Crimson eyes


「黒の聖職者、リナリー・リーですね、貴女の身上を拘囚します。」


純白の使徒は地面に倒れた私を見下げて、穏やかに微笑する。


『不気味なぐらい透き通った瞳をしている』、それが彼に接触した時、初めに得た印象だった。


異国での敢戦で一人のノアと出会し、私は囚われの身になった。


アレンと呼ばれる少年。


華奢な体、灰褐色の肌、白銀の髪、真紅の眼、その外見は他のノアと大して違わない。


けれどノアが発したと思えない潔白な言葉のせいで、今迄見てきた彼等とは異なる感覚を私は受けていた。


千年伯爵が扇動するAKUMAの巣窟へ捕虜として連れられた私に、何故か彼だけは特別扱いをしてくれる。

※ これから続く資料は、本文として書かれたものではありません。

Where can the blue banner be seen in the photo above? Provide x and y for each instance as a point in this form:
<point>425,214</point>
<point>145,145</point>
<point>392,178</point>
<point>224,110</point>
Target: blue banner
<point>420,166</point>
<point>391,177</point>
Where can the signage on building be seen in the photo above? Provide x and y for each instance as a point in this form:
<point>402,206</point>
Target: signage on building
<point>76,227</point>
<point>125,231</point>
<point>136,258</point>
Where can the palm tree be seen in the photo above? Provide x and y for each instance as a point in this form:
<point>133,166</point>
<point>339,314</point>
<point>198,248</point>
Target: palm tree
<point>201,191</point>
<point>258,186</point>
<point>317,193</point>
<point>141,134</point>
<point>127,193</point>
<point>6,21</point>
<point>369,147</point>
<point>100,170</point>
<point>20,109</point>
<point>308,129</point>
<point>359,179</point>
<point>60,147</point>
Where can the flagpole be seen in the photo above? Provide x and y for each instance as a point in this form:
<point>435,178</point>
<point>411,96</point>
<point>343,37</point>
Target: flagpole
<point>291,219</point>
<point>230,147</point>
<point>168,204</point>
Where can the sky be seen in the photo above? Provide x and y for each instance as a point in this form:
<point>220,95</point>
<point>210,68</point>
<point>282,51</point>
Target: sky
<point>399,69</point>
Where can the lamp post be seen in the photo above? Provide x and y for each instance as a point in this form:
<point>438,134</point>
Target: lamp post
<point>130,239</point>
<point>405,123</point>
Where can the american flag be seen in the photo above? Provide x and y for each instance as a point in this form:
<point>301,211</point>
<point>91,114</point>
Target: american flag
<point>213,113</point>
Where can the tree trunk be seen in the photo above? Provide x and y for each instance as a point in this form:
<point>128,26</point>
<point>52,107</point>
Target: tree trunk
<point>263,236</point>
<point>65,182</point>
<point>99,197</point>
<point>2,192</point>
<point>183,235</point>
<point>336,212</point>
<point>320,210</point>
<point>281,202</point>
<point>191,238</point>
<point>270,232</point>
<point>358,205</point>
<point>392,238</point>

それが単なる気紛れからなのか、愛情に近い感情からなのか、私に分かる余地はない。


「伯爵の玩具になるつもりなんて、更々ないんです。」


ここに虜囚されたばかりの頃、彼は私にそんな言葉を洩らしていた。


「僕からすれば黒の聖職者(エクソシスト)と人類最古の使徒(ノア)、どちらもどんな末路を辿ったって別に構わない。


 愚かで無意味な戦争に興味はありません、だって、血で血を洗う惨劇の先に見える希望なんて、高が知れてるでしょう?」


余裕、若しくは汎愛…?


その言葉を聞いた日から、私の彼に対する気持ちは好ましいものに、少しずつ少しずつ揺れ動いていった。

「貴女が居れば…世界がどうなったって好い…僕の手を…取ってくれませんか…?」


告げられた告白はきっと退屈凌ぎの遊戯(うそ)、だって、捕虜の私に言う台詞じゃないじゃない…。


だけどそれ以来、私の目は何時も彼の姿を追ってる、自分でも認めたくはないけど、彼に惹かれ始めてる。


選りに選って相手はノア、捕虜の身が解放された時、エクソシストの私は貴方と戦い交えなくてはいけない。


現実から逃げようとしても、決して動かし様のない真実、天変地異が起きたって、私と彼が表裏一体の運命なのは変わらない。


この想いが叶う事は、絶対に…。


激しい胸の痛みは何処から来るの…貴方と相対する時を予見しているから…―――?